Having read many of the later Shayne books from the 1950s, I have to admit this book surprised me. The professional detective who is assisted by a loyal secretary and a reporter friend is nowhere to be seen in this book. Rather, he comes off as a bit of a poor man’s Sam Spade mixed with the roughneck redhead private eye that inspired Halliday to write Shayne. You don’t see much of the charm that made the best Lloyd Nolan Michael Shayne films so enjoyable. This book does explain what might have inspired the worst Nolan film, Dressed to Kill. In, Dividend on Death, Shayne is the uncharming, evidence-destroying oaf of that picture.
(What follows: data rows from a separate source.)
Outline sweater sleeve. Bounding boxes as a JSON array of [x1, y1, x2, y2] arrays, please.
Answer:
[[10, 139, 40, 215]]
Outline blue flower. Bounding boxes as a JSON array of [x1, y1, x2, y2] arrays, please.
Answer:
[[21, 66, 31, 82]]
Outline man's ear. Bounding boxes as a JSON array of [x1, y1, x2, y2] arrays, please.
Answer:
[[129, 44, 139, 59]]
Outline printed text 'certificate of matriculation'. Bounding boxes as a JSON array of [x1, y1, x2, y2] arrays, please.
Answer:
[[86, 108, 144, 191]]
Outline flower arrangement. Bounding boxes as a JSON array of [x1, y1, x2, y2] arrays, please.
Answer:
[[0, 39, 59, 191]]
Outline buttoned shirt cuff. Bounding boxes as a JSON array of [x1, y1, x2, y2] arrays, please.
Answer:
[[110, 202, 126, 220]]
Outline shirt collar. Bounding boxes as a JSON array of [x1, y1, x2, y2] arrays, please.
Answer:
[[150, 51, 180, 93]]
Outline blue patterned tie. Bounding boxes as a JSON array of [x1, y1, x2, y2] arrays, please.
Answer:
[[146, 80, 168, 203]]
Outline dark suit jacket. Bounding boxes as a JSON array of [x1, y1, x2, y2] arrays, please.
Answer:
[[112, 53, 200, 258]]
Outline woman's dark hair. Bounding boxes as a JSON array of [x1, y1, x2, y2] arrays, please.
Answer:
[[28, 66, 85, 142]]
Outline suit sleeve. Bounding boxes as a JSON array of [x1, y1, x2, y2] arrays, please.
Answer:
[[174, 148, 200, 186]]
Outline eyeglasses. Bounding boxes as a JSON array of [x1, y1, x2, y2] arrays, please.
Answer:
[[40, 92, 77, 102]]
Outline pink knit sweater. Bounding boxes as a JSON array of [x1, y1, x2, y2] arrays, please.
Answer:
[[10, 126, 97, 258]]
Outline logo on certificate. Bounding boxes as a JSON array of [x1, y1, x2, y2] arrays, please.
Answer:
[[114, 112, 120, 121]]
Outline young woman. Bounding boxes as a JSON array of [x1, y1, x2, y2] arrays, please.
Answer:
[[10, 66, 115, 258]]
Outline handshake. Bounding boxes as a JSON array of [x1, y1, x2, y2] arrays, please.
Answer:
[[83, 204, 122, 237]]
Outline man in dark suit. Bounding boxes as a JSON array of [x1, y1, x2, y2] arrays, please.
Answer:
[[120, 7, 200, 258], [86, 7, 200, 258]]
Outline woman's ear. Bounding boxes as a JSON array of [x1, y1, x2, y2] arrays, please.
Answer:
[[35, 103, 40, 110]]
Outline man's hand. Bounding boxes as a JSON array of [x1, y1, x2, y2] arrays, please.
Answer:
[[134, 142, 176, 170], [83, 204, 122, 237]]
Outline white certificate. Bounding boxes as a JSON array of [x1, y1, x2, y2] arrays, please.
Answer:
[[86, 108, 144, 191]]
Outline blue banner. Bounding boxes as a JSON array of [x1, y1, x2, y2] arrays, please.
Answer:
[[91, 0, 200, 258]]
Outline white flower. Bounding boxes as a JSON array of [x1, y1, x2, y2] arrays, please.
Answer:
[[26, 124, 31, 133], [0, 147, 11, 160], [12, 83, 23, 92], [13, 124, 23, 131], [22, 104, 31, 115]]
There’s a sense that Halliday is trying too hard to be hard-boiled in his first detective novel.
That’s not to say it’s all bad. The plot is quite intricate and the solution is clever. The story has some good moments that foreshadow the type of Shayne stories that would come in the future, but it’s not quite there yet. If you’ve read Shayne books before, it’s an interesting curiosity as to how the character began, but if you’re new to the character, I don’t recommend this as it may give a distorted view of what the series will be like.